Chapter 32 Part 3

502 28 98
                                    

Baca sampe TBC. 14K soalnya. Kadang WP suka eror kalau panjang.

Kencan.

Shea sungguh menantikannya. Itu hal yang wajar untuk dilakukan sepasang kekasih, kan?

Tapi sudah berlalu 2 hari sejak diajak kencan, ia dan Exon tetap tak melakukan apa-apa.

Shea hela nafas berat. Gareth dan Tamara terbiasa mengurung diri di kamar masing-masing. Sepertinya sengaja saling menghindarkan terlalu sering bertemu. Karena itu yang bisa Shea ajak berinteraksi hanya Exon.

Shea menyembulkan kepalanya di ruang gym keluarga mereka. Ia lihat Exon sedang berjongkok merapikan alat-alat yang tadi ia pakai. Shea pun mengendap-endap menghampirinya. Lalu ikut berjongkok memeluknya.

"Apa nih?" tanya Exon langsung membelai lengan yang memeluknya.

"Pacar anda" balas Shea ringan.

Exon tak bisa menahan senyumnya. Ia pun bangkit. Tapi Shea malah tetap menempel di pundaknya, seperti tempurung kura-kura saja.

"Lepas, Sayang. Ini nyekik namanya." Exon menepuk pelan tangan Shea di lehernya. Gadis itu langsung melepasnya, hanya untuk berpindah tempat gantungan ke lengan Exon.

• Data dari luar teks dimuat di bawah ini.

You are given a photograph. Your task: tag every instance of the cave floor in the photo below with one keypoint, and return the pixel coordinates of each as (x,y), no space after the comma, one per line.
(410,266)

Exon hanya geleng-geleng geli melihat tingkah gadisnya. Shea terlihat tidak berminat melepas. "Abang keringetan loh, Sayang. Nempel ke kamu nanti," tegur Exon.

"Ya emangnya ada orang olahraga kagak keringetan?" balas Shea cuek. "Kalau gak keringetan, itu namanya cuma bagian nengok-nengok aja di gym. Gak mungkin lah bisa ngasilin hasil kayak gini," terang Shea sambil mengecup lengan tempatnya bergantung. "Hehe. Fresh out of the oven," pujinya atas bisep Exon yang masih berkedut seusai latihan.

Mata Exon menyipit curiga. "Ada maunya ya?" tebaknya.

Shea menggeleng panik. "Nggak. Siapa bilang?" bantahnya.

Exon bergidik. "Karena biasanya kamu gak suka Abang secara fisik? You hate it," jawab Exon terang-terangan. Ia sadar diri secara fisik ia jauuuuuuh dari tipe ideal Shea. Tubuh tingginya, ototnya yang keras, garis wajahnya yang tegas, suara berat, telapak tangan kasar, dan saat ini ia sedang banjir keringat. Itu semua bertolak belakang dari tipe Shea yang imut-imut seperti Dion.

"Gak benci kok," koreksi Shea merengut.

Ekspresi Exon langsung mengolok-oloknya.

"Ya udah, iya! Aku pernah bilang gak suka!" aku Shea akhirnya. Kemudian wajahnya ditenggelamkan di lengan Exon. "Tapi sekarang aku sadar aku benci itu cuma karena Bang Exon dulunya gak gitu. Aku gak suka nyadarin kita udah pisah selama itu sampai Bang Exon gak mirip sama yang dulu."

Shea hanya benci Exon yang terasa asing. Shea benci Exon yang berubah. Tapi sekarang pria ini adalah kekasihnya. Kalau tak ada yang berubah di diri Exon, mereka mustahil menjadi sepasang kekasih sekarang. Kalau ini sama dengan yang dulu, ia akan tetap hanya adik yang dimanja-manja oleh Exon.

Dan kini Shea tak ingin hanya tersangkut di tiang bernama "adik". Ia ingin lebih. Ia ingin menjadi wanita Exon.

Shea pun mendongak. "Tapi Exon yang cinta sama aku, yang ini kan? Exon yang aku cinta selalu punya penampilan kayak gini. Kalau aku maksa buat punya cowok yang badannya kecil, itu jelas bukan Exon-nya aku. Aku gak mau cowok yang bukan Exon."

Shea tak tahu sejak kapan, tapi belakangan ia sadar betapa terbiasa ia dengan Exon. Ia suka lengan besar Exon yang selalu membuatnya tenggelam dalam pelukan pria itu. Ia suka suara dalam Exon yang berbisik kata cinta di telinganya. Ia suka digendong dan bergelantungan di tubuh kokoh Exon. Ia suka tidur dengan menjadikan tubuh raksasa Exon sebagai alasnya tidur. Dan mungkin kalau Exon punya postur yang sama dengan saat ia berusia 12 tahun, itu semua tak akan bisa Shea lakukan lagi.